Time-activity curves for [1-Nal⁴, Lys⁵(4-[¹⁸F]-FB)]G-7039 uptake in wild-type (wt) and ghsr^−/− Mice. Spillover corrected heart (A), lung (B), and abdomen (C) uptake of [1-Nal⁴, Lys⁵(4-[¹⁸F]-FB)]G-7039. Values are means ± standard error of the mean (SEM; n = 6 for wt and n = 6 for ghsr^−/−).

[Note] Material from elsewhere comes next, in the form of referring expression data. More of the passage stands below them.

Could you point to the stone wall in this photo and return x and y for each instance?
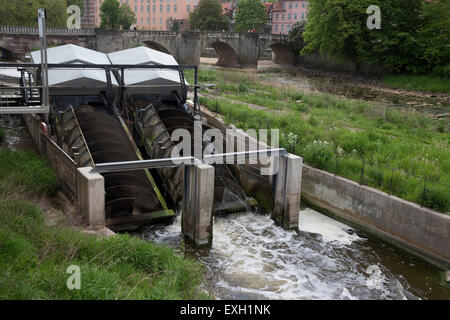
(417, 229)
(346, 65)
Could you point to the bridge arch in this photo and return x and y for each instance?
(282, 54)
(6, 54)
(156, 46)
(227, 55)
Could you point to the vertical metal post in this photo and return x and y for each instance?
(424, 190)
(361, 180)
(195, 91)
(337, 161)
(44, 62)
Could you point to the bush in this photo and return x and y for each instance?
(434, 199)
(319, 154)
(442, 71)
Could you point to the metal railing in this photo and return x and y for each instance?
(184, 161)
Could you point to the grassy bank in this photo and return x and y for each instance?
(34, 256)
(427, 83)
(401, 153)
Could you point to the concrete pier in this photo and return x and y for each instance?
(287, 191)
(198, 196)
(91, 196)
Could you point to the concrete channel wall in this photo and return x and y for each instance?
(419, 230)
(65, 167)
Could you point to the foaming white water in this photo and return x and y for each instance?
(330, 229)
(252, 258)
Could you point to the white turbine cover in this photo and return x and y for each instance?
(91, 80)
(156, 80)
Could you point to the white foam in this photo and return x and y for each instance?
(331, 230)
(252, 258)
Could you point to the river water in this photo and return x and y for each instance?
(252, 258)
(432, 104)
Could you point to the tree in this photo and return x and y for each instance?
(338, 28)
(208, 17)
(250, 15)
(79, 3)
(114, 15)
(295, 36)
(24, 13)
(435, 35)
(110, 15)
(127, 16)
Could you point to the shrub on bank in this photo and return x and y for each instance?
(34, 256)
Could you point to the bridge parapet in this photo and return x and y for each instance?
(234, 49)
(50, 31)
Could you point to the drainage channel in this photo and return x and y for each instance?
(253, 258)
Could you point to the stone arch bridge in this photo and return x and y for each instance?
(237, 50)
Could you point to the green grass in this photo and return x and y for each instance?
(428, 83)
(399, 148)
(34, 256)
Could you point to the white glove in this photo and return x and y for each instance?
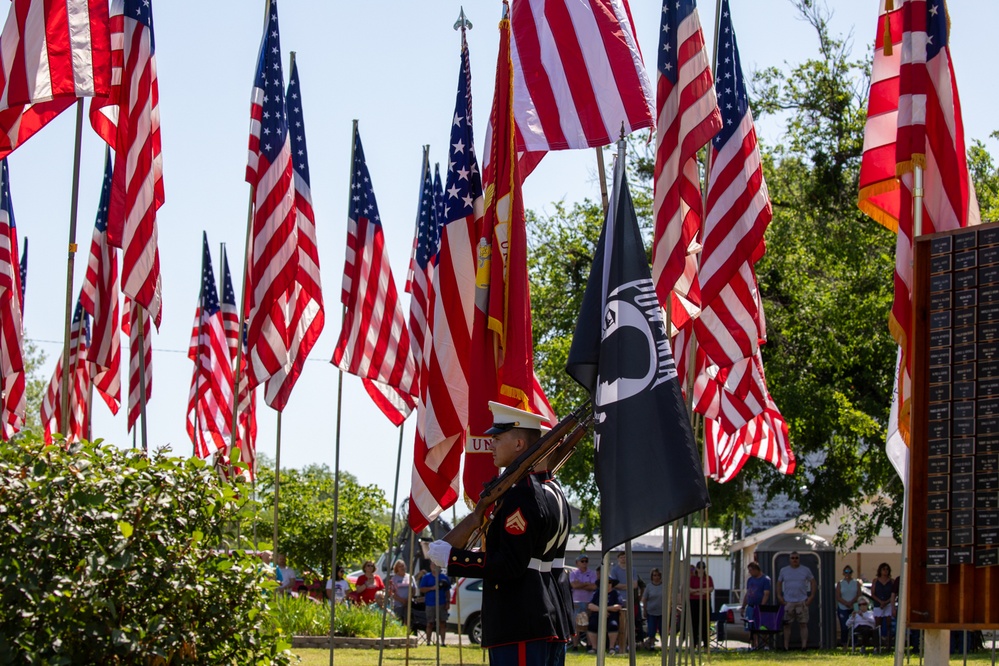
(439, 552)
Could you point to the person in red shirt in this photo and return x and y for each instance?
(370, 587)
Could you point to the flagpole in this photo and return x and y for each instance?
(602, 621)
(339, 402)
(901, 622)
(398, 462)
(71, 259)
(277, 483)
(395, 500)
(602, 175)
(141, 322)
(336, 488)
(197, 359)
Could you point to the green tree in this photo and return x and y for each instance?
(826, 281)
(112, 557)
(985, 175)
(561, 249)
(305, 514)
(35, 384)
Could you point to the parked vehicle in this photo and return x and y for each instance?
(732, 626)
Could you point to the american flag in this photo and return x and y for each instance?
(51, 54)
(100, 300)
(11, 304)
(914, 119)
(374, 341)
(688, 119)
(209, 403)
(24, 272)
(443, 408)
(765, 436)
(274, 251)
(421, 268)
(139, 364)
(502, 347)
(738, 203)
(304, 302)
(246, 425)
(578, 75)
(79, 385)
(731, 325)
(129, 121)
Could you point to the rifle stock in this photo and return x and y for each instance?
(557, 445)
(526, 461)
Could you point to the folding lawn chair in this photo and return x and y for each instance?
(765, 623)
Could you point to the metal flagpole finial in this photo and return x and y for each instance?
(462, 23)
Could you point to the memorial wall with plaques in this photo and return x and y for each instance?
(954, 476)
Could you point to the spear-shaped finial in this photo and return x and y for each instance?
(462, 23)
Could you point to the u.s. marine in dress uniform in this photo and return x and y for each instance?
(522, 623)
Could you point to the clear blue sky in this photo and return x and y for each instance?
(393, 66)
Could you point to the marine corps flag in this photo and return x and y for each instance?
(647, 466)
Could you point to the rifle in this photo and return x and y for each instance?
(556, 445)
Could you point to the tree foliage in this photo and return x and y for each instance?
(985, 175)
(826, 284)
(111, 557)
(305, 515)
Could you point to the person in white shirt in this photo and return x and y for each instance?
(338, 590)
(861, 623)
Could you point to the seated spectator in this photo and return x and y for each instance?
(861, 624)
(400, 583)
(370, 587)
(583, 582)
(613, 615)
(339, 589)
(436, 587)
(285, 576)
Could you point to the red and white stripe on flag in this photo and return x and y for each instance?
(246, 421)
(273, 254)
(99, 296)
(11, 327)
(442, 417)
(914, 119)
(304, 301)
(688, 118)
(129, 121)
(210, 400)
(51, 54)
(578, 76)
(79, 386)
(130, 327)
(764, 437)
(374, 340)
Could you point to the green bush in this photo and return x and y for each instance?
(113, 557)
(300, 616)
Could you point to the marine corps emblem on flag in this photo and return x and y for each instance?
(516, 524)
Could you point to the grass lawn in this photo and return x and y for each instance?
(426, 655)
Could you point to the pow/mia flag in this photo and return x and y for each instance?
(647, 466)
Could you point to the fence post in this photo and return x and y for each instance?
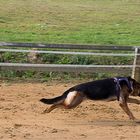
(136, 70)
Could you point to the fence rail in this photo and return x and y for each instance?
(68, 68)
(120, 69)
(69, 46)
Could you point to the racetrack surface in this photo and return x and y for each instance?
(21, 116)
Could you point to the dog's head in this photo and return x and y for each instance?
(136, 87)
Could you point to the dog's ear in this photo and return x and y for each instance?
(129, 78)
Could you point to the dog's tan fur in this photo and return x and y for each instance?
(74, 98)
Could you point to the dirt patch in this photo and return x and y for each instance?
(21, 116)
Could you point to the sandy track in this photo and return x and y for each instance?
(21, 118)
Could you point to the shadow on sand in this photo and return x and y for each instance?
(106, 123)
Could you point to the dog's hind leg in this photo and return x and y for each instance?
(124, 106)
(73, 99)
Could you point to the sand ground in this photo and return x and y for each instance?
(21, 116)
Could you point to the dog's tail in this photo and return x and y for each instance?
(55, 100)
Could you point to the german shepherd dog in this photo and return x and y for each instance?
(118, 88)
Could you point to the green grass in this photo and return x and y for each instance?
(78, 21)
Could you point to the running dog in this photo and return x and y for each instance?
(118, 88)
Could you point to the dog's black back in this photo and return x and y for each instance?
(97, 90)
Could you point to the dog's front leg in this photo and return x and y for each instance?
(132, 100)
(124, 106)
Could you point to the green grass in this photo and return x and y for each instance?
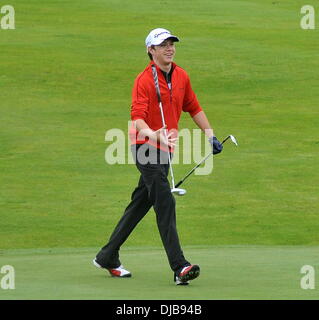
(66, 74)
(228, 272)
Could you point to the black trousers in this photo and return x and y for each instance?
(153, 189)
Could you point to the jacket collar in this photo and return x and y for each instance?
(158, 68)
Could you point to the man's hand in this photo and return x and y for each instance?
(217, 147)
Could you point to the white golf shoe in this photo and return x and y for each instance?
(118, 272)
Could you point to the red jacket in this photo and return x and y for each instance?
(145, 104)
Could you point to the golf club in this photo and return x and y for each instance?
(175, 190)
(231, 137)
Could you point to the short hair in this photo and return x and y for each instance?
(149, 54)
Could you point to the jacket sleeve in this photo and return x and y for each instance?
(190, 103)
(140, 101)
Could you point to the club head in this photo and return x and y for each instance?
(232, 138)
(178, 191)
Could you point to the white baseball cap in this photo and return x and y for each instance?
(157, 36)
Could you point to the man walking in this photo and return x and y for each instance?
(150, 141)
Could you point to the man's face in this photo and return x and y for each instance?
(163, 53)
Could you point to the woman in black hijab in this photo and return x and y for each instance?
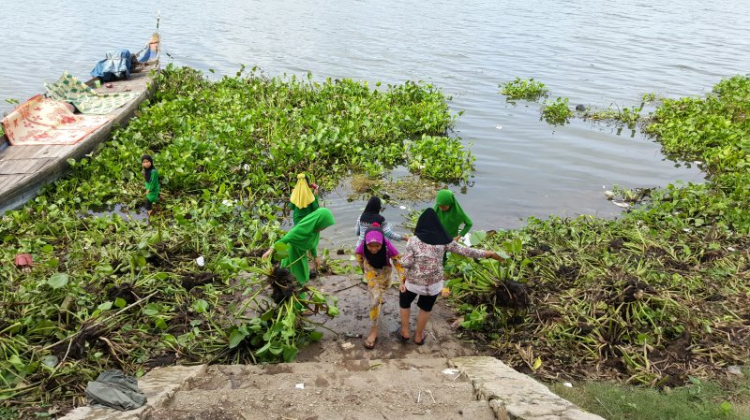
(423, 261)
(372, 215)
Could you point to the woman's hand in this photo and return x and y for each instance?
(267, 254)
(495, 256)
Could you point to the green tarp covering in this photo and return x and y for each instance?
(85, 99)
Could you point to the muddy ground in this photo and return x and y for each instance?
(353, 320)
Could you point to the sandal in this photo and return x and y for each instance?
(369, 346)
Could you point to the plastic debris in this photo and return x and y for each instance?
(24, 261)
(735, 370)
(50, 361)
(620, 204)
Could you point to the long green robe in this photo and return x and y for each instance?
(454, 217)
(302, 238)
(298, 214)
(153, 187)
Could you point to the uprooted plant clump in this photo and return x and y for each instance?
(660, 294)
(188, 285)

All significant differences were only within groups. (A) *P < .05 and ^# P < .05 at 5 and 10 minutes versus all time points (except 15 minutes). (B) *P < .05 and ^## P < .01 at 5 minutes versus all time points. (C) **P < .01 and ^#### P < .0001 at 5 minutes versus all time points.

Figure 9.

Correlations of heart SUV and plasma ghrelin with cardiac GHSR1a expression. (A) Static standardized uptake values (SUVs) from volumes of interest (VOIs) assigned to heart in wild-type (wt; n = 5) and ghsr^−/− (n = 6) mice plotted as a function of GHSR1a expression. (B) Static SUVs from VOIs assigned to heart in wt (n=5) and ghsr^−/− (n = 6) mice plotted as a function of plasma ghrelin concentrations. Each point represents a value from an individual mouse.